7. Para remediar situação tão confusa, multiplicaram-se as federações e confederações. Em meados de 1950 surgiram seis novas federações no Rio, além da já existente UEUB: três foram organizadas por umbandistas do setor médio, seguindo as diretrizes gerais da orientação ritual e doutrinária da umbanda pura (idealizada pelo grupo de Zélio de Moraes). As outras três defendiam uma forma de umbanda de orientação africana, com elementos provenientes do setor pobre, negros e mulatos. Entre estes estava a Confederação Espírita Umbandista, fundada em 1952 por Tancredo da Silva Pinto, declaradamente africanista, "com a finalidade de restabelecer a tradição antiga, em toda a sua força e pureza primitiva". Bem diferente queria ser a Associação Umbandista Brasileira, comandada por Lourenço Braga, que também pretendia reunir, sob uma única direção, "todos os centros, grêmios, tendas, cabanas, terreiros, agremiações, sociedades e associações, que praticam o espiritismo nos moldes de umbanda". Nesta associação os terreiros deviam chamar-se "tendas"; e nelas não se permitiria bater tambores, nem usar pembas pretas ou vermelhas, punhais, bebidas, roupas de cores diferentes da branca; nem se toleraria cantar no ritmo de jêje, nagô, banto, keto, angola ou omolocô, mas apenas "em ritmo de umbanda e sem alterar a voz em demasia"; nelas os médiuns só trabalhariam vestidos de branco, calçados com sapatos de corda ou descalços, os homens de calça branca e camisa branca, as mulheres de blusa e saia brancas; não seria permitida a matança de quaisquer animais, nem comida de santo, nem despachos em nenhum lugar; mas seria facultado o uso de
defumadores, velas, pembas brancas ou de cor (menos as pretas e vermelhas, que são do exu), banhos de descarga, breves, patuás, seixos, conchas, fitas, figas de guiné e arruda...  Comentava Tancredo da Silva Pinto, o grande chefe angolano que iniciou 3.576 filhos-desanto:  "Terreiro de umbanda que não usar tambores e outros instrumentos rituais, que não cantar pontos em linguagem africana, que não oferecer o sacrifício de preceito e nem preparar comida de santo, pode ser tudo, menos terreiro de umbanda".

Era o cisma. 
Em 1955 formou-se então o Colegiado Espírita do Cruzeiro do Sul, tentando reunir e unificar as facções. A nova coalizão agrupou as cinco federações mais ativas do Rio e teve na UEUB sua principal promotora, incluindo também a confederação liderada pelo angolanista Tancredo da Silva Pinto, que foi nomeado um de seus presidentes. Este colegiado organizou e realizou o II Congresso de Umbanda, em 1961, com a presença de milhares de umbandistas (no  Maracanãzinho) e representantes de dez Estados. Membros dos setores profissionais e políticos declararam abertamente sua crença na umbanda e defendiam sua nova religião nas assembléias estaduais. Grande, muito grande, foi sobretudo a influência dos militares e não poucos oficiais do exército e da polícia se transformaram em líderes da umbanda.

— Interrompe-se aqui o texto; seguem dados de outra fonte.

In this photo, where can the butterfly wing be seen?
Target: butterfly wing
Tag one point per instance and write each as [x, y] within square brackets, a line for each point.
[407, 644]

   Nesta década de 50 aumentaram também as migrações internas, da zona rural para as periferias das grandes cidades, fazendo crescer as favelas e a miséria humana. Nelas entrou a umbanda Com suas mirabolantes promessas de contato perceptível com os espíritos do além, capazes de resolver os problemas dos pobres. 
   Era uma nova maneira de fazer caridade: mediante a necromancia e a magia. Lembrada do preceito divino que interdita a evocação dos falecidos ou de quaisquer outros espíritos do além, não podia a Igreja abrir-se para este tipo de filantropia. 
8 . A década de 50 é também o tempo da institucionalização da umbanda em São Paulo.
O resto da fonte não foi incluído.